Se denomina osteosíntesis a la unión quirúrgica de los fragmentos de un hueso fracturado mediante elementos (generalmente metálicos) diversos. También se la denomina fijación interna y su objetivo es restaurar la anatomía y funcionalidad del sistema musculoesquelético dañado lo antes posible. Es decir, dar la estabilidad a la fractura para iniciar movilidad y rehabilitación rápidamente.

Material de osteosíntesis

El material de osteosíntesis está formado por los elementos que podemos utilizar para unir y fijar los fragmentos de hueso fracturados. El material empleado no debe provocar ningún tipo de efecto adverso sobre los tejidos como irritación química, eléctrica o mecánica.

¿De qué están hechos los materiales que usamos?

Los materiales con los que se fabrican estos elementos son materiales biocompatibles como el titanio. Otros metales que podemos usar y que tampoco suelen provocar efectos adversos son el acero inoxidable y el vitalio.

¿De qué materiales disponemos, qué opciones tenemos?

Entre los diversos tipos de materiales de osteosíntesis encontramos los siguientes:

  • Arandelas y grapas: este tipo de elemento se utiliza en osteotomías (corte parcial de un hueso y adición o sustracción de una cuña de hueso para corregir la deformidad), artrodesis (fijación de dos piezas óseas anclando una articulación) y en la fijación de fracturas.
  • Agujas: aunque existe una variedad de tamaños y formas, las agujas más utilizadas son las agujas de Kirschner (K). Son las más delgadas y lisas y pueden utilizarse en fijadores externos, temporales o permanentes en fracturas o guías para la introducción de tornillos.
  • Alambres: los tipos principales son los cerclajes y las bandas de tensión. Pueden ser utilizados como elemento único o con mayor frecuencia, combinados con otros elementos de fijación como los tornillos y las agujas K.
  • Tornillos: son uno de los materiales de osteosíntesis más utilizados. Se utilizan para la fijación de placas al hueso o solos para fijar fragmentos de fractura.
  • Placas: fabricadas en titanio o acero inoxidable, se colocan sobre la superficie ósea y se aseguran con tornillos. Se utilizan sobre todo en fracturas de huesos largos.
  • Clavos intramedulares: introducidos en la década de 1940, este tipo de material está diseñado para la colocación intramedular en huesos largos, tales como el fémur, la tibia o el húmero.

Osteosíntesis: fractura de humeroEn estas imágenes vemos una fractura de fémur tratada con placa atornillada y otra con un clavo que va por dentro del hueso. Utilizar uno u otro sistema depende de la fractura.

¿Cuándo se utiliza el material de osteosíntesis?

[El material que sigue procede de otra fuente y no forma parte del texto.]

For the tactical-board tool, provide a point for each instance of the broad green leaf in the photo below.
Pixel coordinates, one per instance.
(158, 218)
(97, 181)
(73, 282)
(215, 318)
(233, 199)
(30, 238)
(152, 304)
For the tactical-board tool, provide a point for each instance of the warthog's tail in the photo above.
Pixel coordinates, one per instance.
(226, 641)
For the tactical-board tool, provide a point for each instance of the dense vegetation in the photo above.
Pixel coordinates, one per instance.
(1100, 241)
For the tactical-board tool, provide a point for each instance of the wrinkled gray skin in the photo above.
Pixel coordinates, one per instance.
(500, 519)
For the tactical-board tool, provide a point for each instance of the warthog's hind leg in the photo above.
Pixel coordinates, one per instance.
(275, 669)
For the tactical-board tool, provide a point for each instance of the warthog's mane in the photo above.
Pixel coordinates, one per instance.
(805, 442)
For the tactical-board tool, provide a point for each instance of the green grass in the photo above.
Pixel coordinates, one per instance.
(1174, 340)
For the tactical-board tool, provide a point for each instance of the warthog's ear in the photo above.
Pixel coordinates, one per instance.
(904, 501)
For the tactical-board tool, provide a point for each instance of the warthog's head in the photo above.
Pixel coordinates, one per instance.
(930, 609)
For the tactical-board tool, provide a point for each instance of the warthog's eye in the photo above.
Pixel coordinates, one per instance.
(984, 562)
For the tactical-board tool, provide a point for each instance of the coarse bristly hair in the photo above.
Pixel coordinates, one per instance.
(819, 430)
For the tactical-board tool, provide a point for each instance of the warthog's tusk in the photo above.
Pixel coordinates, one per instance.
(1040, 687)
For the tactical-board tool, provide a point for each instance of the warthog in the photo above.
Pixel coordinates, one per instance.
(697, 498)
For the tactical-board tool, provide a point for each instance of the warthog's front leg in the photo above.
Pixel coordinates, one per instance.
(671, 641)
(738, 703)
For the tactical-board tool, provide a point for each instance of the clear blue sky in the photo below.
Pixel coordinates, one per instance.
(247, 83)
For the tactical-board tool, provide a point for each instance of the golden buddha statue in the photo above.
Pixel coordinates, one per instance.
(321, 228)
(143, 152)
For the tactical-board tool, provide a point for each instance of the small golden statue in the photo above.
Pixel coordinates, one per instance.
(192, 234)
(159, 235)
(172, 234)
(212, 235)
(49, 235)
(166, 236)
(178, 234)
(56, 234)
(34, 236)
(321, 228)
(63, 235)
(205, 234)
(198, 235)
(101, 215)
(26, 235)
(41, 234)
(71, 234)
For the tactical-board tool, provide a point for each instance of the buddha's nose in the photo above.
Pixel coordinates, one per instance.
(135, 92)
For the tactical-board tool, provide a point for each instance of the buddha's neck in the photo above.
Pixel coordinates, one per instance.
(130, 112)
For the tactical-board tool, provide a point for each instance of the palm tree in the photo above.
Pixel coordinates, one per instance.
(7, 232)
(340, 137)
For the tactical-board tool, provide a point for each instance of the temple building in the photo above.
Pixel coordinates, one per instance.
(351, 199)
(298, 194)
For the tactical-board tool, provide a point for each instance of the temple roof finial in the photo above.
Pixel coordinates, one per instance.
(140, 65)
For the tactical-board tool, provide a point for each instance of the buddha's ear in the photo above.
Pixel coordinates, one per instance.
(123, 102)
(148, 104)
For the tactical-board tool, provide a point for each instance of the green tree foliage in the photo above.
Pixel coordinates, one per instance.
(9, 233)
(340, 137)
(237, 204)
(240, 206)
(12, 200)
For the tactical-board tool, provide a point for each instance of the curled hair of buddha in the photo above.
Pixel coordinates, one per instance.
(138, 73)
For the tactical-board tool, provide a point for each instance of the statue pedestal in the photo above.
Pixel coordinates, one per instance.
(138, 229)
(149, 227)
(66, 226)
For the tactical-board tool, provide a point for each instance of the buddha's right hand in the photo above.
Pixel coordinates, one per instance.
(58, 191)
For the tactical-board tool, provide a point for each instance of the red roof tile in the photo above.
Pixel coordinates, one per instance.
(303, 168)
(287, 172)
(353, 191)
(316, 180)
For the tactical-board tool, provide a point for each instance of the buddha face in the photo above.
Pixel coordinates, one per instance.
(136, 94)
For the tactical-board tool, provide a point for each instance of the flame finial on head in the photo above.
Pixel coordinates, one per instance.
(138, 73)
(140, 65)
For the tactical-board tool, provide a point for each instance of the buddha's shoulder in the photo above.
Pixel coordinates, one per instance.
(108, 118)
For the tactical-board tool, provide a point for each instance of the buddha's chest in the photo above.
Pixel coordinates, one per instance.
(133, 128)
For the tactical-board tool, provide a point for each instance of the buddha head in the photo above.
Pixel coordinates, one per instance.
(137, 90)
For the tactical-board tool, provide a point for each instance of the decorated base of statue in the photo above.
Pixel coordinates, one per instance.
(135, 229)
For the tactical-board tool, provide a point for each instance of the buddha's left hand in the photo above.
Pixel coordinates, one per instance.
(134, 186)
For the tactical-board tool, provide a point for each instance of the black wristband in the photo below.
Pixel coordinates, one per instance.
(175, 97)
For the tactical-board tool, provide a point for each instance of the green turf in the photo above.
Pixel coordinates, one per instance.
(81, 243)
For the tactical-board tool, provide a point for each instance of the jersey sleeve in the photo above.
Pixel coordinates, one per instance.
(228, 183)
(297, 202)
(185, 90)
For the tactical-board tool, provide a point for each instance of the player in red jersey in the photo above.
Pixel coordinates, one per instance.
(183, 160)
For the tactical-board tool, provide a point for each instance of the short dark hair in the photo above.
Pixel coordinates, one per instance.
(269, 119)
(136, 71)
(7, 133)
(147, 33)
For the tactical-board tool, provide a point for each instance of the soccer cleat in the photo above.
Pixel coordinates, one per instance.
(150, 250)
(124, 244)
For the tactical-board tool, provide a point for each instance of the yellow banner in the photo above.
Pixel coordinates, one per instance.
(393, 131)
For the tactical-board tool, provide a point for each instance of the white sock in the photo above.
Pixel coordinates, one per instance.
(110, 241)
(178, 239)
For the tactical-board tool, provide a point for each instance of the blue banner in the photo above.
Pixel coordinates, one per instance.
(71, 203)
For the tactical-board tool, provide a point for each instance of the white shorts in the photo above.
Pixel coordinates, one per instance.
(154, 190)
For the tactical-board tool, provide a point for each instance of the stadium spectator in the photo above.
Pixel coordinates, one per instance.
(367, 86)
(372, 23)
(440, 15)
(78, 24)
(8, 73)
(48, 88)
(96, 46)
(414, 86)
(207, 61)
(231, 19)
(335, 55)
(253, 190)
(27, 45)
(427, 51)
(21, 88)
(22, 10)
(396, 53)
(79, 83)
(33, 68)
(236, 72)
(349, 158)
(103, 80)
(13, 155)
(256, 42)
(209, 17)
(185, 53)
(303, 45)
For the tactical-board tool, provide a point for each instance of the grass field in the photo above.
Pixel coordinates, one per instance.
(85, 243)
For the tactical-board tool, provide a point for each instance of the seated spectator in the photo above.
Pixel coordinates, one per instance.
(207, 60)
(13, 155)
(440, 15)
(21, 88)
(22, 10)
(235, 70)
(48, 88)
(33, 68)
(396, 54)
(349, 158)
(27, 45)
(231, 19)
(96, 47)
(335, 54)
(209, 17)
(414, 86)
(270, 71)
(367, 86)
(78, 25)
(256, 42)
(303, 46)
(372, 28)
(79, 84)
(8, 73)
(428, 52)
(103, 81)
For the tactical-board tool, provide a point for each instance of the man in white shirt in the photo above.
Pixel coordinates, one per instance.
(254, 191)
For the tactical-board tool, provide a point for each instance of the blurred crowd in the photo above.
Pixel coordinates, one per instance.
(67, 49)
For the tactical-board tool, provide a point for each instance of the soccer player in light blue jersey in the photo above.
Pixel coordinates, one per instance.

Lo utilizamos sobre todo en el tratamiento quirúrgico de fracturas óseas, sin embargo, también pueden utilizarse en casos de corrección de malformaciones de huesos o de articulaciones que comprometan la funcionalidad de estas estructuras, como son los anteriormente mencionados tratamientos de osteotomías o artrodesis.

¿Se retira el material de osteosíntesis?

La extracción de los materiales dependerá de la valoración del especialista, del tipo de lesión y del tipo de elemento. Las agujas suelen implantarse de manera temporal, mientras que los demás elementos suelen ser definitivos o se retiran una vez consolidada la fractura si provocan molestias.

El material no puede retirarse hasta que los huesos estén perfectamente soldados y consolidados, ya que esto puede producir que la fractura vuelva a presentarse. La retirada debería realizarse entre los 12 y los 18 meses tras la cirugía inicial.

 

Lo que debes saber…

  • La osteosíntesis es la unión quirúrgica de los fragmentos de un hueso fracturado mediante elementos (generalmente metálicos) diversos.
  • Los materiales con los que se fabrican estos elementos son materiales biocompatibles como el titanio. Otros metales utilizados y que tampoco suelen provocar efectos adversos son el acero inoxidable y el vitalio.
  • El material no puede retirarse hasta que los huesos estén perfectamente soldados y consolidados, ya que puede producir que la fractura vuelva a presentarse. La retirada debería realizarse entre los 12 y 18 meses tras la cirugía inicial.